We hope in the Resurrection – it is, as we are reminded when the terrors of this war break in on us, be they sickness or poverty or war or environmental breakdown or, simply and inescapably, death. But we cannot yet fully understand this.
Speculating about the mystery is perhaps – and with all due respect to the scholastic theologians – not the best approach. But it is, however, worth saying that pointing out that the Resurrection is different, and beyond, what we can imagine is absolutely not bad news, as we see if we turn back to the Gospel.
Let’s start by reminding ourselves who the Saducees were. They are the religious party closely aligned with the temple authorities. They’re completely different to the Pharisees, who were a group of radical revivalists who were trying to help ordinary people live in closer alignment with the Law; the Saducees, on the other hand, are sitting in Jerusalem being basically pretty happy with the status quo. The religious system is working well for them, and they are prosperous and happy. The hope of resurrection – which as our reading from Job reminds us is also a cry for justice and a hope that God will vindicate the poor and oppressed – is just a joke to them, because they fell happy and blessed right now.
And so, in some ways, what’s most telling about the question that the Saducees as is that they assume that not just all existing relationships will carry over, but that human structures of power – and dare I say the patriarchy? – will carry over too. The question about the woman with multiple husbands is not asked out of pastoral concern for this poor woman who had endured being widowed seven times. They don’t ask “who is this woman’s real husband?”, they ask “whose wife will she be?” In fact, we might translate “Whose woman will she be?”, because the same Greek word, gyne, is used for both. But when we put it as bluntly as that, we can perhaps see why it is, indeed, good news, that Jesus reacts by simply dismissing the terms of the question.

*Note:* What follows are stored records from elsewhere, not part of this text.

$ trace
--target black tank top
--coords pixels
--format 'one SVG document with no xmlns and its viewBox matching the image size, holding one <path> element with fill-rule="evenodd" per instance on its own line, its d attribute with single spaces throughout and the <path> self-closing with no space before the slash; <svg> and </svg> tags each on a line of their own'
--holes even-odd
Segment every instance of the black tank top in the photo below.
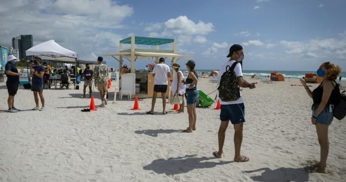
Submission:
<svg viewBox="0 0 346 182">
<path fill-rule="evenodd" d="M 324 80 L 322 83 L 321 83 L 318 87 L 313 91 L 313 101 L 314 101 L 313 106 L 318 106 L 322 101 L 322 96 L 323 94 L 323 84 L 324 81 L 325 80 Z M 334 89 L 333 89 L 331 91 L 330 96 L 329 97 L 329 104 L 335 103 L 335 102 L 337 102 L 337 101 L 334 100 L 336 99 L 336 97 L 334 97 L 333 96 L 340 94 L 339 88 L 336 86 L 336 82 L 335 83 L 335 85 L 334 86 Z"/>
</svg>

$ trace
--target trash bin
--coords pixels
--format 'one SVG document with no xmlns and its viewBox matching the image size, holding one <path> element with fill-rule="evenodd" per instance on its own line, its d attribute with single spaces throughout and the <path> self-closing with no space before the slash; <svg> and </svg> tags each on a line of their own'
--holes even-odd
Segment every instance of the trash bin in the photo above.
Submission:
<svg viewBox="0 0 346 182">
<path fill-rule="evenodd" d="M 199 100 L 199 104 L 203 107 L 209 107 L 214 104 L 214 101 L 213 99 L 209 97 L 204 92 L 200 90 L 197 90 L 198 91 L 198 99 Z"/>
<path fill-rule="evenodd" d="M 5 82 L 5 72 L 3 71 L 0 71 L 0 82 Z"/>
</svg>

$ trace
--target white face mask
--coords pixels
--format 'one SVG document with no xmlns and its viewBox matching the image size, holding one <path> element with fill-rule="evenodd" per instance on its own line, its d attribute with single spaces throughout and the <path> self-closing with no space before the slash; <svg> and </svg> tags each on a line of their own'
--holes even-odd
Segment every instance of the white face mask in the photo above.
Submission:
<svg viewBox="0 0 346 182">
<path fill-rule="evenodd" d="M 244 60 L 244 55 L 241 55 L 239 57 L 239 58 L 236 59 L 237 61 L 240 61 Z"/>
</svg>

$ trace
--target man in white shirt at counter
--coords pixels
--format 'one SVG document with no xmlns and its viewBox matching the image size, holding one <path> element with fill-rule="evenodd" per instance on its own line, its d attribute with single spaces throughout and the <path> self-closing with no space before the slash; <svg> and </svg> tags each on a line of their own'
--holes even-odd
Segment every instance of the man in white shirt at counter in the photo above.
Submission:
<svg viewBox="0 0 346 182">
<path fill-rule="evenodd" d="M 161 92 L 162 97 L 162 106 L 163 110 L 163 114 L 167 113 L 166 112 L 166 96 L 165 93 L 167 90 L 168 85 L 168 79 L 167 77 L 171 77 L 171 73 L 170 67 L 165 64 L 165 59 L 161 58 L 158 61 L 158 64 L 155 65 L 153 69 L 153 76 L 155 78 L 154 85 L 154 93 L 153 94 L 153 99 L 151 101 L 151 110 L 146 112 L 148 114 L 154 114 L 154 107 L 155 106 L 156 102 L 156 97 L 157 96 L 157 93 Z"/>
</svg>

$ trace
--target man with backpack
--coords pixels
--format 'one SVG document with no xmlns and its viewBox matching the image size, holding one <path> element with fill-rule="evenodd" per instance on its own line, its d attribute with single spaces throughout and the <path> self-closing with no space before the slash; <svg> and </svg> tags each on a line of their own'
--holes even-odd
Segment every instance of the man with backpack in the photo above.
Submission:
<svg viewBox="0 0 346 182">
<path fill-rule="evenodd" d="M 238 44 L 232 46 L 227 57 L 230 58 L 230 60 L 221 66 L 219 75 L 219 76 L 221 76 L 219 87 L 221 123 L 218 133 L 219 151 L 213 152 L 213 155 L 215 157 L 221 158 L 226 130 L 230 121 L 235 129 L 234 161 L 247 162 L 249 161 L 249 158 L 240 154 L 243 140 L 243 123 L 245 122 L 245 106 L 239 87 L 252 89 L 256 88 L 255 84 L 257 82 L 250 83 L 243 77 L 241 65 L 238 62 L 244 59 L 244 51 L 241 46 Z"/>
</svg>

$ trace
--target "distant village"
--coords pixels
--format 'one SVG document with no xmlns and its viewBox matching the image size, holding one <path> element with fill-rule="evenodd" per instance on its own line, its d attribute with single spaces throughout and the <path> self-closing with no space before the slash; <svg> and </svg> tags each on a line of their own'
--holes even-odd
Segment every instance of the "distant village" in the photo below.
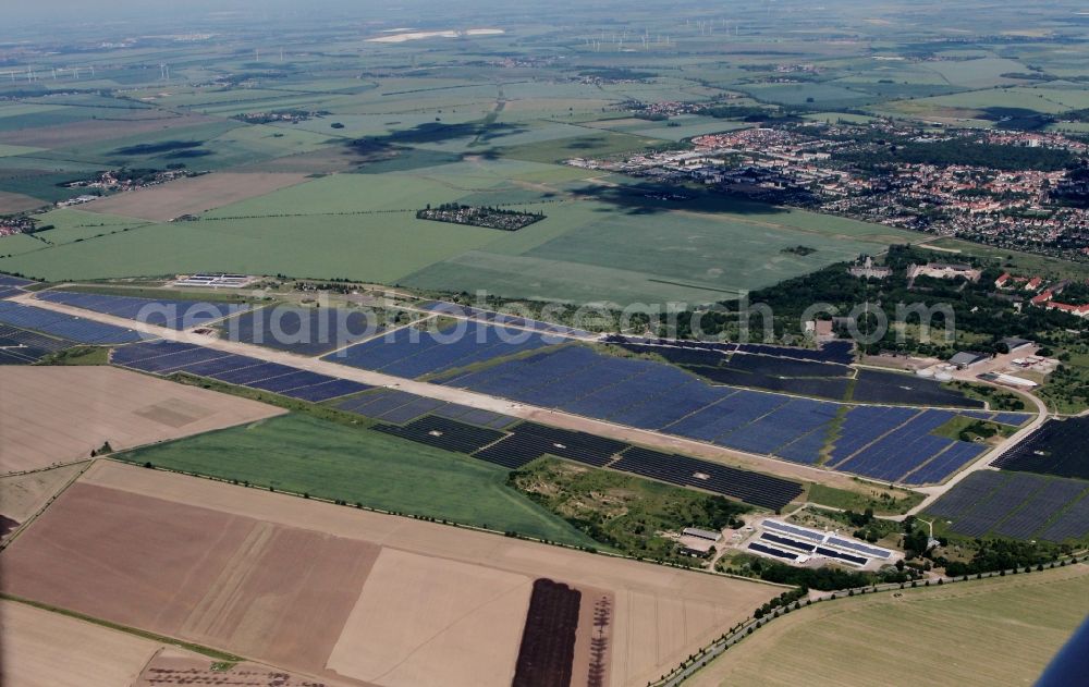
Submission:
<svg viewBox="0 0 1089 687">
<path fill-rule="evenodd" d="M 672 116 L 690 110 L 683 103 L 660 106 L 641 112 Z M 1064 203 L 1072 197 L 1089 200 L 1084 179 L 1069 179 L 1063 169 L 901 161 L 890 142 L 915 149 L 971 144 L 988 150 L 1051 150 L 1074 159 L 1089 155 L 1084 140 L 1050 132 L 921 133 L 884 121 L 792 122 L 697 136 L 687 150 L 574 158 L 567 163 L 661 183 L 699 183 L 752 199 L 1002 247 L 1065 258 L 1089 256 L 1089 204 Z M 857 162 L 874 149 L 892 154 L 874 155 L 876 163 Z"/>
</svg>

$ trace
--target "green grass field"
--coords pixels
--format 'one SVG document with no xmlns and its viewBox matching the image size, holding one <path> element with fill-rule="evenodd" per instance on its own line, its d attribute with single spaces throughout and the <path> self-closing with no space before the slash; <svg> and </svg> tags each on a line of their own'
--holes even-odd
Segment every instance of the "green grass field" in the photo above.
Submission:
<svg viewBox="0 0 1089 687">
<path fill-rule="evenodd" d="M 585 535 L 468 456 L 302 415 L 210 432 L 118 456 L 348 504 L 442 518 L 577 545 Z"/>
<path fill-rule="evenodd" d="M 1085 618 L 1085 564 L 843 599 L 772 622 L 689 683 L 1030 685 Z"/>
</svg>

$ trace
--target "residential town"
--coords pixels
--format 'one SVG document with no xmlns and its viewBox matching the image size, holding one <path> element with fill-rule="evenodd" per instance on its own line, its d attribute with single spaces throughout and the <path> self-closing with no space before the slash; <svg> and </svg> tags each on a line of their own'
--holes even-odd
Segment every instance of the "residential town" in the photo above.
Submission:
<svg viewBox="0 0 1089 687">
<path fill-rule="evenodd" d="M 645 111 L 677 110 L 661 105 Z M 952 161 L 970 146 L 1000 159 Z M 1069 258 L 1089 255 L 1089 209 L 1060 201 L 1084 185 L 1060 162 L 1087 152 L 1085 140 L 1057 133 L 922 132 L 879 120 L 758 126 L 698 136 L 686 150 L 567 163 Z"/>
</svg>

Because the kingdom of heaven is not like that. She is not “so and so’s woman”, she is like the angels, she is a child of the resurrection and a child of God. She belongs to God, and to no-one else.
When we imagine the life of the world to come as being too like this life, it’s easy to, without questioning, smuggle along all our assumptions about who is more important, and who is less important. It’s easy to mock some of the more crude instances of this – I’ve seen pictures of the kingdom of Heaven in magazines put out by the Jehovah’s Witnesses that make 1950s advertisements look like grim social realism – all white picket fences and happy girls with pigtails and boys in short trousers. But I think we are all prone to fall into it, in one way or another. But the problems of this world are more than skin deep – the impulses of selfishness and possessiveness run deep in all of us, one way or another, and although the Christian life is supposed to be an ascetic one, in which we work, with the aid of the Holy Spirit, on cutting out those impulses, they’re a bit like bindweed – you think you’ve done quite well, and then suddenly they’re entwined in everything again. We are all tempted to power, we are all tempted to grab and cling on to things or people – and generally we find when we do that we have destroyed what we were trying to cling on to. You cannot force love.
But the Kingdom of Heaven is not like that at all. “Who’s woman will she be in the Kingdom of Heaven?” Whose woman will I be, whose woman or man will you be?
The good news is, we will be who we were created to be.
We will be children of the Resurrection. We will be, always and forever God’s.